I'm using this opportunity to make sure they remember the following words that will come up in Lucia: vexat itaque delectat
semper
numquam
One of my favorite techniques, and one I used a lot today, is "oh look at all the stuff i wrote. i'm just going to renarrate this whole thing and stop sometimes, and you as a class should all chorally fill in the next word."
Friday
First we listed new words and phrases from the last week, as well as phrases that aren't new that we remember using to describe our monster.. We've learned modo, tam...quam and modus [ndi]. We remember monstrum delectat and monstro cordi est and monstro odio est. We remember monstrum peritum -ndi est. We remember potius quam. We talk about its modus edendi. That last one (modus -ndi) won't come up in Lucia, but it'll help us discuss what her method of being a hero is and whether it works.

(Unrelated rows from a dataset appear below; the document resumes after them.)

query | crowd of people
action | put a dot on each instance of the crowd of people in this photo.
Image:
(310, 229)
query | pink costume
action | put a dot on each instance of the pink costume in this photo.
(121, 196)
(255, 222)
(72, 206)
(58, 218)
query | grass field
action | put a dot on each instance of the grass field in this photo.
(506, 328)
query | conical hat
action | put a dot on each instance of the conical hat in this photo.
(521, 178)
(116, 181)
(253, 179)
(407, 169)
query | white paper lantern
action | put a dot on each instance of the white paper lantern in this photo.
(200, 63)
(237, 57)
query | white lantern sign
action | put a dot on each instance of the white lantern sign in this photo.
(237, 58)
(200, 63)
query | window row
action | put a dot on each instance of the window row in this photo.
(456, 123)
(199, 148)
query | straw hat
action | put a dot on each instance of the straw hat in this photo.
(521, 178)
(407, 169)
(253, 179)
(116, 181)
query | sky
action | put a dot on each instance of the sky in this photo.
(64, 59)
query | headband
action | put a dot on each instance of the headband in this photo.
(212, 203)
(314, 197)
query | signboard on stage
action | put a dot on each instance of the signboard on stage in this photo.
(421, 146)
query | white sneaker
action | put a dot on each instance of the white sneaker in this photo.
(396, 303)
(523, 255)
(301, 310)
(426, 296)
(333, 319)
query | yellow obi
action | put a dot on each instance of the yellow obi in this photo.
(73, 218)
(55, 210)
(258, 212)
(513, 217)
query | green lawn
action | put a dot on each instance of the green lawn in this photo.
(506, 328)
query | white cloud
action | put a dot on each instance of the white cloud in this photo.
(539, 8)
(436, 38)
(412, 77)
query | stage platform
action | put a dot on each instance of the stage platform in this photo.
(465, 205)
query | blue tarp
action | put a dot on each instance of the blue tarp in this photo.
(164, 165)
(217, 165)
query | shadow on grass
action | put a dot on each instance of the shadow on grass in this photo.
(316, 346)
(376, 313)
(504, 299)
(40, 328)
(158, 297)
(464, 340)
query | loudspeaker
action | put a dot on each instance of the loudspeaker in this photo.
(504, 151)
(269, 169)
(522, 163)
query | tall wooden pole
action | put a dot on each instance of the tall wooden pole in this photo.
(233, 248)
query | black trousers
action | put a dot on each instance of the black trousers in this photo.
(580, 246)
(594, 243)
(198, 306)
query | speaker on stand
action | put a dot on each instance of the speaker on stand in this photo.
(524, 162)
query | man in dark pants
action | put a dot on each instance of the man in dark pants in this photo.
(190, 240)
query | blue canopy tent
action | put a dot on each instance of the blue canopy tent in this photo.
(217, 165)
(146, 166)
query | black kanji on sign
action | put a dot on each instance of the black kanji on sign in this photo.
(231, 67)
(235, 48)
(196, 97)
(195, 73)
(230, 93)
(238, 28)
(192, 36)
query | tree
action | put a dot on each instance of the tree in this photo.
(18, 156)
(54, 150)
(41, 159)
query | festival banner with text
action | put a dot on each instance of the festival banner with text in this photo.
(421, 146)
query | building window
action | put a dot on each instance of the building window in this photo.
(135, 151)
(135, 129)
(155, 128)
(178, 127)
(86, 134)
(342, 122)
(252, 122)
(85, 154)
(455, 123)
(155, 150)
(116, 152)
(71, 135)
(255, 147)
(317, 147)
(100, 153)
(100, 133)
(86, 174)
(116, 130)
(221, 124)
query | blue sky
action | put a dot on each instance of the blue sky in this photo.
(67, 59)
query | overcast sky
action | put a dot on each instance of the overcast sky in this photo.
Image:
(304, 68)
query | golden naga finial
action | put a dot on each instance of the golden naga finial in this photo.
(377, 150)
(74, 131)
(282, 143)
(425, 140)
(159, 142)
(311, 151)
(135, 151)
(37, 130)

Some timed writes. We watched the Smithsonian giant panda cam and the San Diego Zoo rhinoceros cam and observed what the "monster" was doing. They had three minutes to write in a google doc they titled Timed Writes [name] because they're digital right now and I can't access their journals. They wrote everything they could think of about the 'monster.' Then I asked them to put in the chat box one sentence they'd written about the monster. I learned a lot about the preferences of pandas and learned that the lefthand rhino is as pretty as the righthand rhino, so that's good.
We drew the panda on the board. We identified its body parts. We spent a lot of time last year on quo (with what), because it's my favorite question and I think it's super useful, so we brought it back here. I asked them what the monster does with its head, what it does with its colors, what it does with its feet. I got some silly answers (contra umbras pugnat?) and some real ones (coloribus se celat), and then we TPRed a little. It's funny to watch kids hide in their jackets. Especially if you also hide in your jacket at the same time.
I gave them seven minutes at the end of class to do a second timed write: recall our monster from yesterday, look at your picture of it, etc, and write everything you can remember. Pick two of its body parts and express what it does with those body parts.
And then we headed off into the weekend!